A memo for Linux I/O and Filesystem
November 27, 2025
A memo for Linux I/O and Filesystem, collected from AI chat threads
This memo is an extended memo for this post, consolidates knowledge about:
- VFS & Filesystem Delegation
- File descriptors & open file table
- stdio / unbuffered / direct I/O
- Page Cache, Writeback
- fsync vs fdatasync (accurate across ext4, XFS, Btrfs, ZFS)
- open flags
- Pipes, dup2
- fork, clone, exec
- splice / zero-copy design
Designed as a reference entry for systems and storage engine development.

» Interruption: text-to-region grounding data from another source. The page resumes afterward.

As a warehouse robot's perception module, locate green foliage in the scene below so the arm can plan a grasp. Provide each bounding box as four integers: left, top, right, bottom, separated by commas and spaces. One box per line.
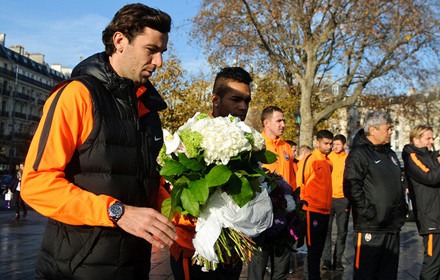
160, 150, 276, 218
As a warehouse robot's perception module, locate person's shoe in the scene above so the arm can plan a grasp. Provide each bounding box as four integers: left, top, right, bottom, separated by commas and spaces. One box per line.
296, 245, 307, 254
335, 262, 344, 271
289, 268, 295, 274
321, 261, 332, 270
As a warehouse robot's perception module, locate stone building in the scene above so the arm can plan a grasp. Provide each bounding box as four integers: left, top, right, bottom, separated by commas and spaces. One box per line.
0, 34, 70, 174
328, 87, 440, 152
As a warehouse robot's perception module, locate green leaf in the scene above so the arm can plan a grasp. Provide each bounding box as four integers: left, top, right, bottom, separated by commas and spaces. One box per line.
230, 176, 254, 207
252, 150, 278, 164
179, 153, 203, 171
171, 184, 185, 208
160, 198, 174, 220
206, 165, 232, 187
180, 189, 200, 217
160, 160, 188, 177
188, 179, 209, 205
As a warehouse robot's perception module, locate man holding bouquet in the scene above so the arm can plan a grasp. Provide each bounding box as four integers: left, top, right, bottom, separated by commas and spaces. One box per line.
170, 67, 252, 280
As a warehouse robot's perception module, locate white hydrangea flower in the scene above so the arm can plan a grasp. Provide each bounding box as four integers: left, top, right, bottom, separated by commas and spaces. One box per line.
284, 194, 296, 213
163, 129, 180, 155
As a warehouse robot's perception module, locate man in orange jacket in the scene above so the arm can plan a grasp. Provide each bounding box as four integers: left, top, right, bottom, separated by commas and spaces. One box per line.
297, 130, 333, 279
21, 4, 177, 279
170, 67, 252, 280
248, 106, 296, 280
322, 134, 350, 271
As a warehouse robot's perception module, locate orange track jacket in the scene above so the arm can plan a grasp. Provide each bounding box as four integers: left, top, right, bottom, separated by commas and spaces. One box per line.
21, 81, 149, 227
297, 149, 332, 214
261, 131, 296, 190
328, 151, 348, 198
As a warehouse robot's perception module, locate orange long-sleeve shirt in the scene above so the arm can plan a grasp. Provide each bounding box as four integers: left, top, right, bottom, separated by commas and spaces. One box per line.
21, 81, 148, 227
296, 149, 332, 214
328, 151, 348, 198
261, 131, 296, 190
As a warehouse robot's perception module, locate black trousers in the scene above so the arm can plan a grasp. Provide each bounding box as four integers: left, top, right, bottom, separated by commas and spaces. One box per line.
248, 240, 291, 280
14, 191, 27, 215
322, 197, 350, 265
306, 211, 330, 280
353, 232, 400, 280
420, 233, 440, 280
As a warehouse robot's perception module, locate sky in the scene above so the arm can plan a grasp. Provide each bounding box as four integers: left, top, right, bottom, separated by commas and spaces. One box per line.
0, 0, 208, 74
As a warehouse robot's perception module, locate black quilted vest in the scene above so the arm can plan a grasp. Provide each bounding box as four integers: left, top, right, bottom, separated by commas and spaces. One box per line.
36, 53, 164, 279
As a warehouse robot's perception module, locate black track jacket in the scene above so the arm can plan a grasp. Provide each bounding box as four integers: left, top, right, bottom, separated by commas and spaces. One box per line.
344, 130, 407, 233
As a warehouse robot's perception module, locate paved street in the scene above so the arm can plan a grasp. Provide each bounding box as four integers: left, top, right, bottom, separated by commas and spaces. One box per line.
0, 199, 423, 280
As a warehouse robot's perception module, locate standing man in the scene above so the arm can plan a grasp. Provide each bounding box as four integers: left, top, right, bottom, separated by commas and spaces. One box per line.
322, 134, 350, 271
344, 112, 406, 279
402, 125, 440, 280
248, 106, 295, 280
170, 67, 252, 280
297, 130, 333, 280
22, 4, 176, 279
11, 163, 27, 222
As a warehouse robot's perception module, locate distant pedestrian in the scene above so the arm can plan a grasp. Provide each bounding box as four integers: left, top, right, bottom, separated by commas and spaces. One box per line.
344, 112, 406, 280
11, 163, 27, 221
296, 130, 333, 280
5, 188, 12, 209
402, 125, 440, 280
322, 134, 350, 271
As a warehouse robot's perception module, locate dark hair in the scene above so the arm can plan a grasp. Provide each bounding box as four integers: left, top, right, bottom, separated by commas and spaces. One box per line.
102, 3, 171, 56
261, 106, 283, 123
333, 134, 347, 145
285, 140, 298, 146
212, 67, 252, 97
316, 129, 333, 140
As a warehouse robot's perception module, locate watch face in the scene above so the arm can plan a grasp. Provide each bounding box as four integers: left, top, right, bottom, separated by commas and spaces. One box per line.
109, 202, 124, 221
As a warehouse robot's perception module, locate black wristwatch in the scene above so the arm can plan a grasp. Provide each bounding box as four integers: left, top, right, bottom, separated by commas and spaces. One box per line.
108, 201, 124, 224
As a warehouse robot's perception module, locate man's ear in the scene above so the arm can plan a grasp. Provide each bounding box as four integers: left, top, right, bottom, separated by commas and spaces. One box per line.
113, 31, 127, 52
211, 93, 221, 106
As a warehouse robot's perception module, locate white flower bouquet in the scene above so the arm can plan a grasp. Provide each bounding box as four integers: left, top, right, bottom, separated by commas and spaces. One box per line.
158, 113, 276, 270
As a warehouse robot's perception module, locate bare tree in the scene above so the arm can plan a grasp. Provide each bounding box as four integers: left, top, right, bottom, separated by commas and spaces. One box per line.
192, 0, 440, 144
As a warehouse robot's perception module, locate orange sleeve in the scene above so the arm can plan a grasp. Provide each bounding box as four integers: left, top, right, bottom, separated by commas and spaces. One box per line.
21, 81, 116, 227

1. VFS & Filesystem Delegation #
Linux I/O has a layered architecture:
Application → syscalls → VFS → filesystem → block layer → disk
1.1 VFS Responsibilities #
VFS handles:
- FD table and
struct file - Page cache management
- Generic read/write dispatch
- Permission checking
- Pipes and non-regular file types
- Dispatch to filesystem-specific callbacks
1.2 Filesystem Responsibilities #
The filesystem implements:
inode_operationsfile_operationsaddress_space_operations- Block/extents mapping
- Metadata layout
- Journaling or CoW mechanisms
1.3 Example — How a Read Works #
When you call read(fd, buf, len):
read()
↓
vfs_read()
↓
file->f_op->read_iter() (filesystem-specific)
↓
generic_file_read_iter() (common)
↓
page cache
↓ page miss
fs->aops->readpage() → disk
Example Code #
int fd = open("data.txt", O_RDONLY);
char buf[128];
ssize_t n = read(fd, buf, sizeof(buf));
close(fd);
2. File Descriptors, Open File Table, and Inodes #
Linux tracks file state in three layers:
Process FD Table → Open File Description (struct file) → Inode
Example — One FD #
int fd = open("file.txt", O_RDONLY);
// fd 3 → struct file → inode #123
Example — dup shares offset #
int a = open("file.txt", O_RDWR);
int b = dup(a);
read(a, buf, 10); // offset = 10
read(b, buf, 10); // offset = 20 (shared)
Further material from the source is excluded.